No, Denny's Is Not A Good Buy Right Now

No, Dennys Is Not A Good Buy Right NowDenny’s Chart Looks Bullish But I’m Not A Buyer

Shares of Denny’s (NASDAQ:DENN) have been showing signs of bullishness over the past few days but that is all a head-fake. The 3Q report is only mixed at best despite signs of sequential improvement. The analysts see a long-term opportunity in this stock and I agree. The question is when will the opportunity start paying off and I don’t think it will be too soon. The broad market is on the cusp of a sell-off, I fear, and with no good reasons to own the stock, I think the odds that a better buying opportunity will develop are very high.
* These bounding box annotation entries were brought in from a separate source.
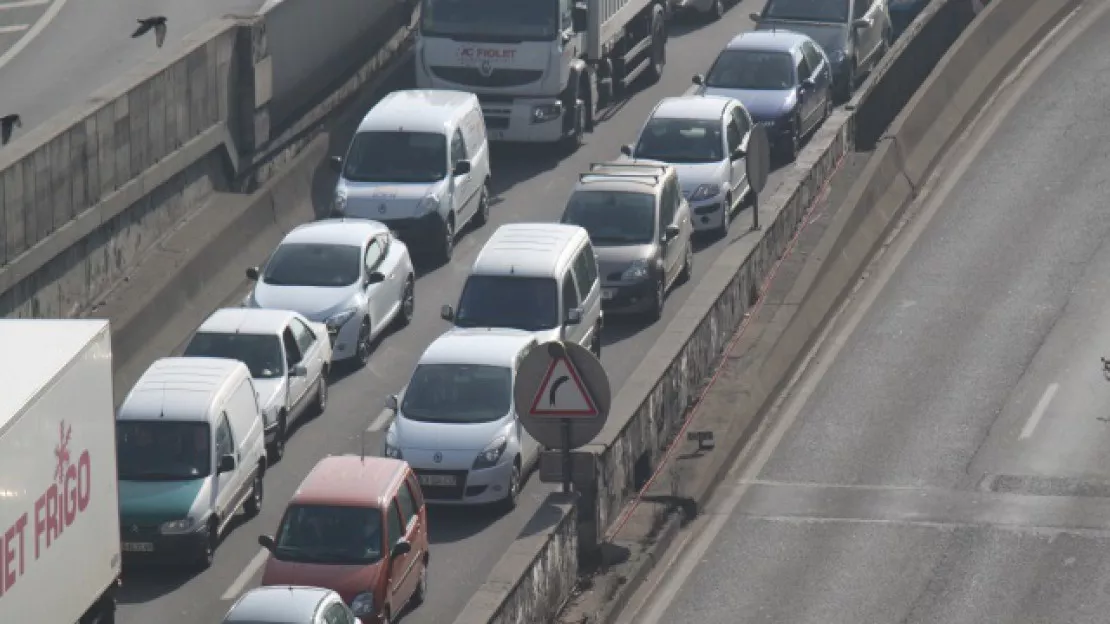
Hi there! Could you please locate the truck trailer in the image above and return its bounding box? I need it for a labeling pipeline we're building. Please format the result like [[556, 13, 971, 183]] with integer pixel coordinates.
[[0, 320, 121, 624], [415, 0, 667, 147]]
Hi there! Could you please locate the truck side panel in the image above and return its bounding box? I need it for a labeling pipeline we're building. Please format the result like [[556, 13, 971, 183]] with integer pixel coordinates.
[[0, 324, 120, 624]]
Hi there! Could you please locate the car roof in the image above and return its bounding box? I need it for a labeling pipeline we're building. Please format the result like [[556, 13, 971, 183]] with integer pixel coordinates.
[[196, 308, 300, 335], [117, 358, 251, 422], [725, 30, 809, 53], [359, 89, 475, 133], [290, 455, 406, 509], [471, 223, 589, 278], [417, 328, 536, 368], [223, 585, 334, 624], [281, 218, 390, 246], [648, 95, 738, 120]]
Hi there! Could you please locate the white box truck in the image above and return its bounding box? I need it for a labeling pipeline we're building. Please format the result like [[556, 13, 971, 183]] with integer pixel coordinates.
[[415, 0, 667, 147], [0, 320, 121, 624]]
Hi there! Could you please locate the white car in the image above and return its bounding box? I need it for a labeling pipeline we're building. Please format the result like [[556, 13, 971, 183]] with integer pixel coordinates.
[[383, 329, 539, 509], [183, 308, 332, 462], [243, 219, 416, 365], [620, 95, 751, 235]]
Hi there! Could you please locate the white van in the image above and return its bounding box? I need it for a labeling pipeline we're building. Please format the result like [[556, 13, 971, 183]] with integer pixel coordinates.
[[331, 89, 490, 262], [115, 358, 266, 567], [441, 223, 604, 356]]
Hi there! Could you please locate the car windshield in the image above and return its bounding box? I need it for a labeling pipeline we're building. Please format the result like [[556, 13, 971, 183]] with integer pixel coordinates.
[[343, 132, 447, 182], [635, 118, 725, 164], [563, 191, 655, 246], [421, 0, 558, 40], [115, 421, 212, 481], [262, 243, 362, 288], [705, 50, 795, 91], [401, 364, 513, 423], [184, 332, 285, 379], [764, 0, 849, 22], [274, 505, 384, 565], [455, 275, 558, 332]]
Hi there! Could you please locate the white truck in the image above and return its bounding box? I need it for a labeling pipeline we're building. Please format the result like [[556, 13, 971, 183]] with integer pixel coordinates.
[[0, 320, 121, 624], [415, 0, 667, 147]]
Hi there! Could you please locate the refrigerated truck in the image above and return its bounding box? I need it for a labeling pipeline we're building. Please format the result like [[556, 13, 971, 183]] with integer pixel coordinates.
[[415, 0, 667, 145], [0, 320, 121, 624]]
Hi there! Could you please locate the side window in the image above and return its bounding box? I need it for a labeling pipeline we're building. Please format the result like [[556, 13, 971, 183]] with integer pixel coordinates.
[[215, 412, 235, 457], [292, 319, 316, 354]]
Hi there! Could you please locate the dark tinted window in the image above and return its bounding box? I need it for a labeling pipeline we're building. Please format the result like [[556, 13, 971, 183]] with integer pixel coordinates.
[[563, 191, 655, 246], [115, 421, 212, 481], [705, 50, 795, 91], [274, 505, 382, 564], [455, 275, 558, 332], [343, 132, 447, 182], [635, 118, 724, 163], [184, 333, 285, 379], [262, 243, 362, 288]]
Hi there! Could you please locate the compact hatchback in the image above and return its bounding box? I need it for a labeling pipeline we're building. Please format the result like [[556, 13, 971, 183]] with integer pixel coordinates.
[[259, 455, 428, 624]]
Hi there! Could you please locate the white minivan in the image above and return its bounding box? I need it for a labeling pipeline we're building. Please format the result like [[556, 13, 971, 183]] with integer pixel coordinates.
[[115, 358, 266, 567], [441, 223, 604, 356], [331, 89, 490, 262]]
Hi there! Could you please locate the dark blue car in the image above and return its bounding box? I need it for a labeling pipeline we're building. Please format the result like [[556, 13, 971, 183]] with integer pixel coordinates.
[[694, 30, 833, 161]]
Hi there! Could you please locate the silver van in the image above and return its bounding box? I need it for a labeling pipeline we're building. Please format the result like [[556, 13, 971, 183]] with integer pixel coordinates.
[[441, 223, 604, 356], [331, 89, 490, 263]]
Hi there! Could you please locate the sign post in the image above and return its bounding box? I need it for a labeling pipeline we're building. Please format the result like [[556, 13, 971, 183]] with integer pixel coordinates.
[[513, 341, 612, 493]]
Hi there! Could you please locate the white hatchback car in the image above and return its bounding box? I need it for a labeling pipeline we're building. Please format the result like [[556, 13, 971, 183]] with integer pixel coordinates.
[[184, 308, 332, 462], [243, 219, 416, 365], [383, 329, 539, 509], [620, 95, 751, 235]]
"While the near-term environment is likely to remain choppy, management is bullish on the longer-term restoration of sales, unit growth and capital returns to shareholders. Franchisee cash flow was also a popular topic and the company provided a few data points suggesting the system remains healthy. At an ~8% FCF yield, we believe risk-reward skews positively for longer-term investors and we maintain our Outperform rating," wrote Oppenheimer analyst Brian Bittner in an August letter to shareholders.
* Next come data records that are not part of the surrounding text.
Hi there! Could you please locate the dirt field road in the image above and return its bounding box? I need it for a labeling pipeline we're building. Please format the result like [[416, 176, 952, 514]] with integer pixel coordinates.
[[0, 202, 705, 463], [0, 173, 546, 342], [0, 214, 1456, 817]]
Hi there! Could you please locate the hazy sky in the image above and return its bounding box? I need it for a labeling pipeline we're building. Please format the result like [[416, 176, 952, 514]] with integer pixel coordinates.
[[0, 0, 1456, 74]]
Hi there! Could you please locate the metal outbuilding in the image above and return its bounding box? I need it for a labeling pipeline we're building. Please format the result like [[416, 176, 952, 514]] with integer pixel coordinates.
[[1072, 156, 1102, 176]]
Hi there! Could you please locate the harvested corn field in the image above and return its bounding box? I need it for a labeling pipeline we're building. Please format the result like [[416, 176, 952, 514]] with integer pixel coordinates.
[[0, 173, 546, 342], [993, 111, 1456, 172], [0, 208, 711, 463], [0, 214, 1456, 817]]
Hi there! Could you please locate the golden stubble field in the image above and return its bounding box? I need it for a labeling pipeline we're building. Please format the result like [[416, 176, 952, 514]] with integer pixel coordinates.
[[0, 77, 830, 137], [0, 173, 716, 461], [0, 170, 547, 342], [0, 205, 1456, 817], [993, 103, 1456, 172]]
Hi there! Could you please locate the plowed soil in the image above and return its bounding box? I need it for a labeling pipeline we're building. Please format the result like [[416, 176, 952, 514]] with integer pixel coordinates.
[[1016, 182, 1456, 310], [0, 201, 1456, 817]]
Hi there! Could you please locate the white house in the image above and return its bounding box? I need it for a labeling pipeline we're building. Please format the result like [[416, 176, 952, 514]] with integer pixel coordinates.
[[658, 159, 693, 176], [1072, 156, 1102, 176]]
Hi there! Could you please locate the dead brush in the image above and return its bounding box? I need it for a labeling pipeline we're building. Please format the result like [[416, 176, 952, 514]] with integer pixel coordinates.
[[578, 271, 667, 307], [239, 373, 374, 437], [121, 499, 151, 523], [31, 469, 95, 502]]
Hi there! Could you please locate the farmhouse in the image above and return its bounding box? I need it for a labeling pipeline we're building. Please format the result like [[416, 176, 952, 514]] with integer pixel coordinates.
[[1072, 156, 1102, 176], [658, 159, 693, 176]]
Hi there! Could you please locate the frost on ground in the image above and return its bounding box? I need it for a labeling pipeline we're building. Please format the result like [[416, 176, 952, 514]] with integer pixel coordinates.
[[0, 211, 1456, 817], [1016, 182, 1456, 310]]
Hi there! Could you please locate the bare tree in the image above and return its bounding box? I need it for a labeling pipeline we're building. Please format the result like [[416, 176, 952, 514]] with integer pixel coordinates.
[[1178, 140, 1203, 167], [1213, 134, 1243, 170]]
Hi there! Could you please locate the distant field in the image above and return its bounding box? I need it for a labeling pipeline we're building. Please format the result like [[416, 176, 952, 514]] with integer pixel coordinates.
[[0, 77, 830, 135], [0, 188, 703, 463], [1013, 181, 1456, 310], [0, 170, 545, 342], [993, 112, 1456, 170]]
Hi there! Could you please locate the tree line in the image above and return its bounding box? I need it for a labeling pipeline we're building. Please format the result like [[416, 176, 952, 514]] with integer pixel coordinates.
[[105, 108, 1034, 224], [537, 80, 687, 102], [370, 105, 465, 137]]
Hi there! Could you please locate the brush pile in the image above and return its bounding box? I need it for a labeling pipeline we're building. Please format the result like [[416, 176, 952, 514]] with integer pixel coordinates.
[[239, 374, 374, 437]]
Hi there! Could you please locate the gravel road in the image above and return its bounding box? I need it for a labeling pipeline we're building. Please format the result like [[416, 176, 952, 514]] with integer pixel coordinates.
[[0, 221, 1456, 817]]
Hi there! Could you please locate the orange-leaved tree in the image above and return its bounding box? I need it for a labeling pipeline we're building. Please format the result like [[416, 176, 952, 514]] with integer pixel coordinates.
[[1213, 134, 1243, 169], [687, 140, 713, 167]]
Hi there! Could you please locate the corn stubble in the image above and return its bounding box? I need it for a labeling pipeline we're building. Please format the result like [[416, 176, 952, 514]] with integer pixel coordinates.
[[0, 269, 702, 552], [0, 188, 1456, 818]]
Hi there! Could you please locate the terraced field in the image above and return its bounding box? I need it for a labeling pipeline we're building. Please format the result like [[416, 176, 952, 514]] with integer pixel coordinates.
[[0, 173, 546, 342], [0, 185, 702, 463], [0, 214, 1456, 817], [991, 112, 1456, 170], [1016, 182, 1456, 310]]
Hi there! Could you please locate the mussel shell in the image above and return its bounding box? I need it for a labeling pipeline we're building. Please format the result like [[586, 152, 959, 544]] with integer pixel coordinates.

A Mixed Quarter For Denny’s Isn’t Telling The Truth

Denny’s third quarter was one marked by sequential improvements in business and beat the consensus but that’s just spin. Revenue is still down high-double-digits from last year and the rebound is decelerating if not already over. The 420 basis point beat on top-line revenue is impressive but doesn’t really count for much when revenue is still down more than 42% from last year.

On a domestic basis, comps are down -33% and expected to remain in a range close to this level in the 4th quarter. On a month to month basis, comps did improve but the data shows the rebound is stabilizing with revenue down 25% to 30% from pre-COVID levels. The July comps were -39% and fell to -35% and -28% in August and September. Because the preliminary October comps are -26% and the company is forecasting 4th quarter comps in the range of -25% to -30% it looks like the rebound peaked in later summer. For what it was worth, Denny’s 2020 rebound is over.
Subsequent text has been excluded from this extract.